Ujian

42 4 2
                                    

Sekolah lebih sepi dari biasanya , siswa kelas 10 dan kelas 11 diliburkan untuk 4 hari kedepan . Tapi ada beberapa siswa yang notabennya adalah anggota osis tetap masuk untuk membantu para guru menyiapkan ruang ujian .
Seluruh siswa kelas 12 dikumpulkan dihalaman sekolah , menerima wejangan untuk kedepannya .
Waktu terasa begitu cepat , tiga tahun yang berarti . Meninggalkan beberapa kenangan yang tidak bisa terlupakan . Kekompakan , persahabatan , selisih paham , semuanya berbaur menjadi satu.
Putih abu-abu masa yang paling indah katanya. Masa dimana kau berprosses dari remaja menuju dewasa , masa dimana kau akan lebih berpikir akan jadi apa kau kelak , masa dimana mentalmu diasah agar nanti jika kau sudah keluar dari sekolah kau bisa tau dunia luar yang kedengarannya tidak seasyik saat sekolah .
Masa dimana kau akan dibekali dengan berbagai macam ilmu , untuk melanjutkan ke jenjang universitas atau yang sudah tidak mau dipusingkan lagi dengan berbagai macam tugas lalu memutuskan untuk bekerja .
Yah semua itu tergantung bagaimana dengan pilihanmu .

* * * * *
Aku tidak satu ruangan dengan nanda , ruangan kami terpisah . Semenjak pernyataanku itu kami tak banyak bicara , dia menjauhiku . Lebih tepatnya dia menjaga jarak denganku .
Aku kikuk sendiri , apa dia benar-benar khawatir tapi tidak seharusnya begini . Atau dia memang cemburu ? Dia yang pertama mengenal kak orland bukan .
Ah , atau mungkin dia sedang sedih setelah melepas jabatannya dari ketua osis.
Mungkin saja , biar kutanyakan nanti . Dia orang yang sulit ditebak .

* * * * *
"Ananda." Aku menghampiri dia diruangannya. Dia sedang sibuk merapihkan alat tulisnya "gimana ujianmu ? Tadi soal matematikanya sedikit susah ya . Ada beberapa soal yang aku gak ngerti." Gerutuku

"Kamu tidur larut lagi ya , matamu bengkak." Dia mengalihkan pembicaraan

"Ah tidak ." Aku menyangkalnya , padahal jelas saja aku tidur jam 2 semalam.

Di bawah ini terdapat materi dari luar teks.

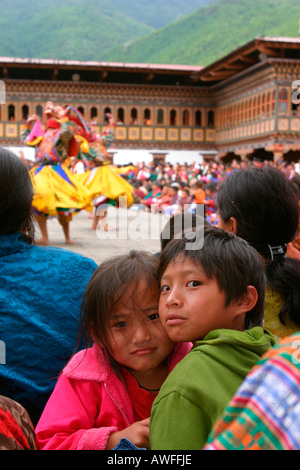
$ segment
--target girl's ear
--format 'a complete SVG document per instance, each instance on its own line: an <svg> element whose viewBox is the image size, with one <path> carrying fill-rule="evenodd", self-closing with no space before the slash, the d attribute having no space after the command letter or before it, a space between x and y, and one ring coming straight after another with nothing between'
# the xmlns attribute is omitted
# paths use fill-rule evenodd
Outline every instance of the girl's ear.
<svg viewBox="0 0 300 470"><path fill-rule="evenodd" d="M238 224L235 217L230 217L226 222L223 222L221 218L219 219L218 227L222 228L226 232L230 232L236 235Z"/></svg>
<svg viewBox="0 0 300 470"><path fill-rule="evenodd" d="M258 293L254 286L248 286L247 292L238 301L240 313L247 313L252 310L257 302Z"/></svg>
<svg viewBox="0 0 300 470"><path fill-rule="evenodd" d="M230 217L229 221L228 221L228 224L229 224L229 232L233 233L234 235L237 234L237 220L235 217Z"/></svg>

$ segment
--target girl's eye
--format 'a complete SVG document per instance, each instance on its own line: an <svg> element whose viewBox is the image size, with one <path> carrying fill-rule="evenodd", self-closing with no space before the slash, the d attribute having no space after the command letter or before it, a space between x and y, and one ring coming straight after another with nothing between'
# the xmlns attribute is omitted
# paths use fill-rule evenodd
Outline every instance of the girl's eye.
<svg viewBox="0 0 300 470"><path fill-rule="evenodd" d="M153 321L153 320L157 320L159 318L159 314L158 313L152 313L151 315L149 315L148 319Z"/></svg>
<svg viewBox="0 0 300 470"><path fill-rule="evenodd" d="M125 328L127 323L125 321L119 321L113 325L113 328Z"/></svg>
<svg viewBox="0 0 300 470"><path fill-rule="evenodd" d="M168 292L170 290L170 286L161 286L160 292Z"/></svg>
<svg viewBox="0 0 300 470"><path fill-rule="evenodd" d="M187 283L188 287L198 287L200 286L201 282L200 281L190 281Z"/></svg>

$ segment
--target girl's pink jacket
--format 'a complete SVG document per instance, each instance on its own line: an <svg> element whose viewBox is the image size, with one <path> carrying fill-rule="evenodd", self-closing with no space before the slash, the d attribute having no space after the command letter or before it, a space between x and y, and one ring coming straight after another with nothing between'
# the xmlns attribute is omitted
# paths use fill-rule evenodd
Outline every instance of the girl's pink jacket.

Dia tersenyum miring "alasan , kamu tidak belajar kan . Ujian segampang itu kamu tidak bisa." Dia mengejekku.

"Aku belajar tau." Aku membela diri "memang susah , aku lupa dengan rumusnya." Bantahku

"Itu tandanya kamu tidak belajar." Senyumnya kecut "sudah, ayo pulang." Dia menarik lenganku . Dengan tampang menggerutu aku tidak meninggalkan tempatku berdiri.

"Dih , kenapa nih orang ? Gak mau pulang. Yaudah , aku tinggal . Denger -denger kelas ini ada penunggunya." Dia bicara lirih lalu berlari keluar kelas meninggalkan aku.

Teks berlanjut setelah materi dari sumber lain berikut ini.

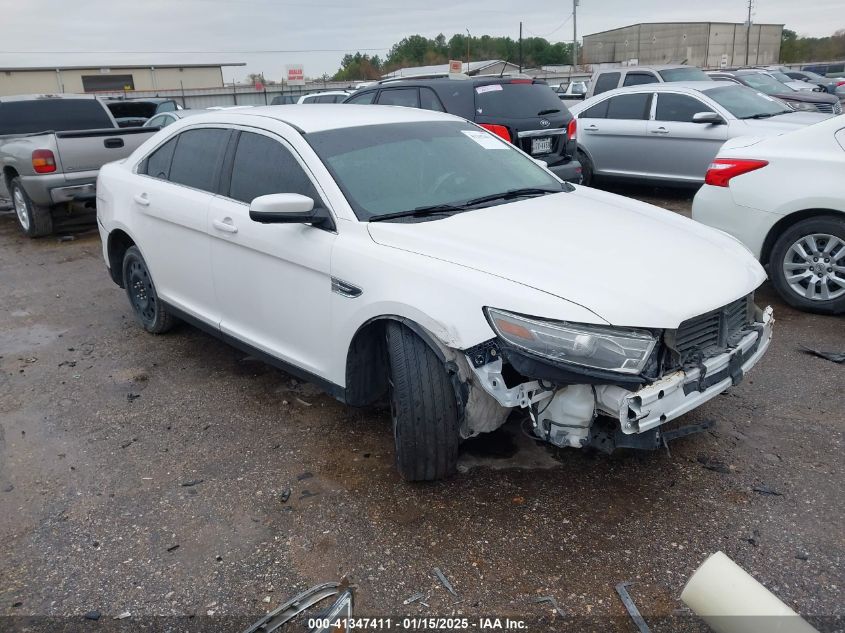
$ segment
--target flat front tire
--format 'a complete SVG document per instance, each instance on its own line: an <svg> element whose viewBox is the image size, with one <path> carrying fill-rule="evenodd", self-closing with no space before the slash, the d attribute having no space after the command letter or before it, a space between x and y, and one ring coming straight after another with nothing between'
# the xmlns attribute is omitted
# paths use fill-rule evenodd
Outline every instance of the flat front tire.
<svg viewBox="0 0 845 633"><path fill-rule="evenodd" d="M20 178L9 183L18 228L28 237L42 237L53 232L53 216L48 207L35 204L26 193Z"/></svg>
<svg viewBox="0 0 845 633"><path fill-rule="evenodd" d="M817 216L789 227L772 248L769 276L799 310L845 313L845 218Z"/></svg>
<svg viewBox="0 0 845 633"><path fill-rule="evenodd" d="M123 256L123 285L135 318L147 332L164 334L176 325L176 318L158 298L147 262L137 246L130 246Z"/></svg>
<svg viewBox="0 0 845 633"><path fill-rule="evenodd" d="M586 153L580 149L575 153L578 162L581 163L581 184L590 187L593 184L595 176L593 175L593 161Z"/></svg>
<svg viewBox="0 0 845 633"><path fill-rule="evenodd" d="M396 467L407 481L443 479L458 463L458 404L437 354L401 323L387 324Z"/></svg>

Ruang kelas memang sudah sepi tinggal aku sendiri disana , suara kursi berderit. Bulu kudukku berdesir .
"Anandaaaaaaa !!! Tunggu." Aku lari sebisa ku. Ku tinggalkan kelas itu , aku  memang sedikit penakut.
Nanda mendekati gerbang , aku masih berlari tergopoh-gopoh hampir dekat dengannya .

"Ananda , tunggu . Tega banget ninggalin." Suaraku tersedat, nafasku tak beraturan .

Dia tertawa kegirangan "makanya jangan ngeyel." Dia masih tertawa mengejek.

"Ah , awas ya." Aku mencubit pipinya . Memerah. "Antar aku pulang, fajar gak jemput hari ini." Pintaku

"Malas." Jawabnya ketus sembari mengosok-gosok pipinya. Sepertinya sakit .

"Ayolah masa kyara yang imut ini jalan kaki , ku traktir keju."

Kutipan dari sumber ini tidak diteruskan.